#52Ancestors in 52 Weeks- Week 2- Favorite Photo

man on motorcycle

My dad, Art Bruggeman, on his motorcycle, c1945

This week’s topic for #52ancestors is “favorite photograph”.[1]

That’s my dad sitting on a motorcycle. Years ago, I had heard his younger brother, Uncle Jim, laughingly tell a vaguely remembered story wherein my dad supposedly rode an Indian motorcycle onto and across his high school’s stage. We were all gathered at my father’s after-funeral “reception” thingie, the kind of event you spend walking the fine line between partying with the visiting relatives and feeling gut punched over the loss. The peripheral attendees had gone and the effects of an open bar and a sense of things winding down provided a perfectly balanced forum for the deeper memories to emerge. I tried to imagine a devil-may-care, motorcycle-brandishing version of my teenage dad trespassing his Catholic school’s interior, but didn’t get far. We hadn’t found this photo yet. “Mom sure hated that thing,” added one of his siblings.

I didn’t know my dad very well. We lived in the same house, shared the same dinner table, went to church and watched Walt Disney’s Wonderful World of Color together. Occasionally, I’d tag along on his weekend errands to this and that store, the gas station, and wherever that cool TV tube tester thing was. He was a nice guy with a great sense of humor who liked beer and popcorn and Sunday drives, especially if they involved tornado damage assessment. He liked my report cards. He expected us all to go to college. He sometimes went to bat for me with my mom. He once lied to the cops for me. He had my back.

I knew he was born in Ohio, grew up Catholic, spent some time in the Navy, and went to Notre Dame. That both of his parents’ deaths involved automobiles. I knew he worked an office job in construction that involved a drafting board, slide rulers, and rolls of building plans. And that his proudest career accomplishment was the Notre Dame library.

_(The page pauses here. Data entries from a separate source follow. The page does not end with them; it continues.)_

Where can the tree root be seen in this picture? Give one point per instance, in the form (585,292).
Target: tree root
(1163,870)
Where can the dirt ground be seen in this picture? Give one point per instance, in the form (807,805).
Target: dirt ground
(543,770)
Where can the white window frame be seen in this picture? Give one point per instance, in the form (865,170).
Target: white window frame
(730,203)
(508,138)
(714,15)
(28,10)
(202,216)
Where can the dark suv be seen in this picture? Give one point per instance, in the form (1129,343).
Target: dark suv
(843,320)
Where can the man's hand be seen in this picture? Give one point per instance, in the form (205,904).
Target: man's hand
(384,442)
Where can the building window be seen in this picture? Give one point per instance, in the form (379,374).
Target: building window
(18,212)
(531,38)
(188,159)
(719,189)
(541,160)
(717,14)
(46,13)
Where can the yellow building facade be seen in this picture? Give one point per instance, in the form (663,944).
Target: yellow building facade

But I never knew what he considered his greatest personal achievement. Or what his life was like growing up. Or which was his favorite saint?  Why the Navy? What impact did his father’s early death have? What aspect of golfing had him hooked? What was his biggest regret? His worst day? And I didn’t know any of this because I never thought to ask him. I knew bits but I didn’t now the pieces. I believed he was Republican, but found Kennedy buttons in his keepsakes.

My dad passed away in 2006. After I quit my college degree job, I picked up my mom’s hobby tree and ran with it. I started researching my parents and was floored by how odd that felt. The post Teresa’s-earliest-memory stage didn’t feel creepy, just sad. But because they still adorned my recent memory, exhuming their earlier lives felt a bit like stalking. Like I was putting my nose where it didn’t belong. Like I was sneaking around behind their barely turned backs and it was my own stupid fault. Every revelation was a celebration and a defeat. It was heartbreaking and wonderful.

And now I know this much more about him:

His godparents were Uncle Bill Bruggeman and Aunt Lucille Gropp.

His childhood sweetheart was Evelyn. I’m glad it didn’t last.

Like me, he took typing his Sophomore year; unlike “hand-watcher” me, he could do 39 words a minute and this on a manual machine.

He lettered in high school football.

He enlisted in the Navy just prior to his eighteenth birthday.

He wanted to be a pilot.

The war ended too soon for that.

His dad worked a white collar job in the construction industry.

And died flipping his car into a ditch at 2 a.m. and far from home. My dad, age 22, signed the death certificate and likely identified the body.

He financed his education with the G.I. Bill and as a truck driver.

He sent my mom formal date invitations.

That barn dance photo in the 1949 Notre Dame yearbook may be of their first date.

He aced his Ohio Architectural Engineer’s test.

His name-sake, Uncle Art, helped finance our house on Ewing. (Open wide…)

He served in the Naval Reserves until 1958.

He hit a hole-in-one in 1994.

He worked for the same construction firm for twenty-two years.

He did better with his own company.

And on 13 April 1945, at age seventeen and still in high school, he registered a 1934 Indian CCD 330 with the state of Ohio. There he goes, across the stage.



(Note: For my more astute and/or aged relatives- do I have any errors? Do you have any details to add? Help!)